Plus que jamais, la politique de Laclais est des plus paradoxales. D'un côté, la maire explique que la ville, qui doit assumer dans une conjoncture délicate la facture laissée par la gestion Besson, est dans une très difficile situation financière, ce qui l'amène à faire arrêter les chantiers ou à bloquer toutes les dépenses, même les plus élémentaires. De l'autre, elle se lance dans une politique de communication très coûteuse, à l'occasion de l'arrivée du Tour de France. Laclais vient ainsi de décider que la ville publierait un numéro spécial de Chambéry magazine afin de célébrer l'événement : du coup, Chambéry 100 % à gauche a bénéficié de sa tribune légale, pour donner son point de vue sur la question. Comme le règlement intérieur du conseil municipal ne nous laisse le droit qu'à 1500 signes, il n'est pas possible d'argumenter longuement, mais on peut toutefois donner quelques grandes idées, ce qui permet de se positionner, comme c'est le cas dans cette tribune reproduite ci-dessous :

Tour de France : la politique du bling-bling

Alors que les coupes franches se multiplient dans le budget de la ville, la municipalité va dépenser à fonds ouverts l’argent public pour accueillir une étape du Tour de France. Pour la majorité municipale, mais aussi pour la droite qui soutient ce projet, il s’agit de profiter de cet événement pour associer l’image de Chambéry au vélo et au « développement durable », que le Tour de France serait censé incarner. Pour notre part, nous considérons que Chambéry n’a rien à gagner à être associé à ce vaste barnum, qui déplace des centaines de milliers de véhicules et une nuée d’hélicoptères, tout en développant une conception malsaine du sport, dont les valeurs sont perverties par l’argent et le dopage.

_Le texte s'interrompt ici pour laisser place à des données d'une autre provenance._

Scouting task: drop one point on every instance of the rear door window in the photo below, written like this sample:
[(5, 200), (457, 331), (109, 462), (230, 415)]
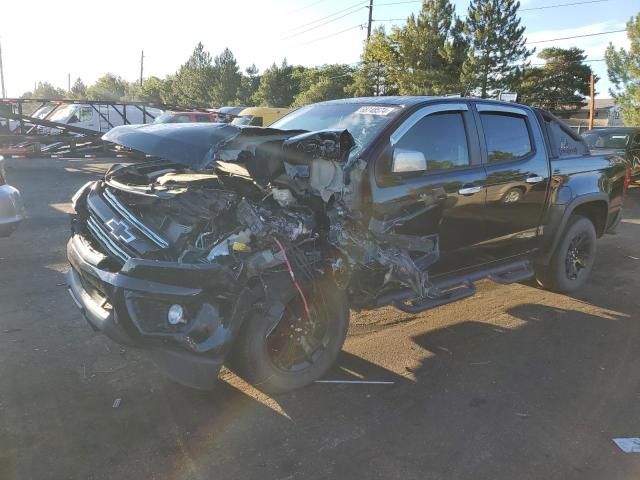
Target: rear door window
[(564, 143), (507, 136), (442, 139)]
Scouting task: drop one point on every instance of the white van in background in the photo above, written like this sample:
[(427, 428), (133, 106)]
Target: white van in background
[(100, 118)]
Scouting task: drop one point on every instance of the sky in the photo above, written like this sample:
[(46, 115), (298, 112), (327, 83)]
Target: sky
[(45, 41)]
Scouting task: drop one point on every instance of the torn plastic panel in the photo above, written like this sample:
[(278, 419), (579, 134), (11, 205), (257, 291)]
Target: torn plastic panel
[(258, 209)]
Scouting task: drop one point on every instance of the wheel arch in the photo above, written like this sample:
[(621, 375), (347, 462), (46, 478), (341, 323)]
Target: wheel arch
[(593, 206)]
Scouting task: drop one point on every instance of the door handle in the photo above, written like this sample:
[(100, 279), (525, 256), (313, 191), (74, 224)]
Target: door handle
[(534, 179), (469, 190)]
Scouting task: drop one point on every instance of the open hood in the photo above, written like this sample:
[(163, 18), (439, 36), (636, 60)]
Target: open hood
[(195, 145)]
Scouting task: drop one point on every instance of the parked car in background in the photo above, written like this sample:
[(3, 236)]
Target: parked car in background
[(186, 117), (622, 141), (227, 114), (11, 206), (98, 117), (260, 116)]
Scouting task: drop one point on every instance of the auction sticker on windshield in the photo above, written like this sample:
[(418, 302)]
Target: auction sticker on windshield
[(375, 110)]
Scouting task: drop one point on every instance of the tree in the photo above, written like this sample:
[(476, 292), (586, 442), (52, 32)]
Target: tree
[(278, 85), (498, 46), (227, 79), (194, 79), (561, 84), (623, 68), (78, 90), (375, 75), (108, 87), (431, 49), (249, 85), (327, 82), (45, 90), (152, 90)]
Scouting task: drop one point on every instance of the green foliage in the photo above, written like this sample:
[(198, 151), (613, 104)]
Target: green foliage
[(108, 87), (374, 77), (327, 82), (561, 84), (152, 90), (279, 85), (429, 51), (226, 79), (249, 84), (45, 90), (624, 72), (497, 44), (78, 89), (194, 79)]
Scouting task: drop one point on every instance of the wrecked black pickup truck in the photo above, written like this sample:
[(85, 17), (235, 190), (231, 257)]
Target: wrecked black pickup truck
[(249, 246)]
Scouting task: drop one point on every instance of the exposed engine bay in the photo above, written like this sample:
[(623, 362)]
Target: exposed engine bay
[(300, 194), (267, 229)]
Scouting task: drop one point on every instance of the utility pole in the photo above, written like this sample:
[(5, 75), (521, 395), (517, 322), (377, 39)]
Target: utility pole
[(2, 90), (141, 66), (592, 102), (370, 19)]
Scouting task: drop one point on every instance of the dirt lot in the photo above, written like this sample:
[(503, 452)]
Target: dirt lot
[(514, 383)]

Malgré nos interventions répétées au conseil municipal, il n’a jamais été possible d’obtenir que la maire nous donne le chiffrage précis et exhaustif du coût de cette opération, qui ne sera bien évidemment pas sans conséquences sur les finances de notre ville. Une chose est en tout cas sûre : cet argent public aurait été bien mieux utilisé pour le développement du vélo et des modes de transport alternatifs, s’il avait été investi dans la construction de pistes cyclables et la création de nouvelles zones piétonnes. Plutôt que de s’engager dans une opération aussi coûteuse et éphémère que l’accueil du Tour de France, la municipalité aurait ainsi mieux fait de travailler concrètement à la réduction de la place de la voiture dans notre ville.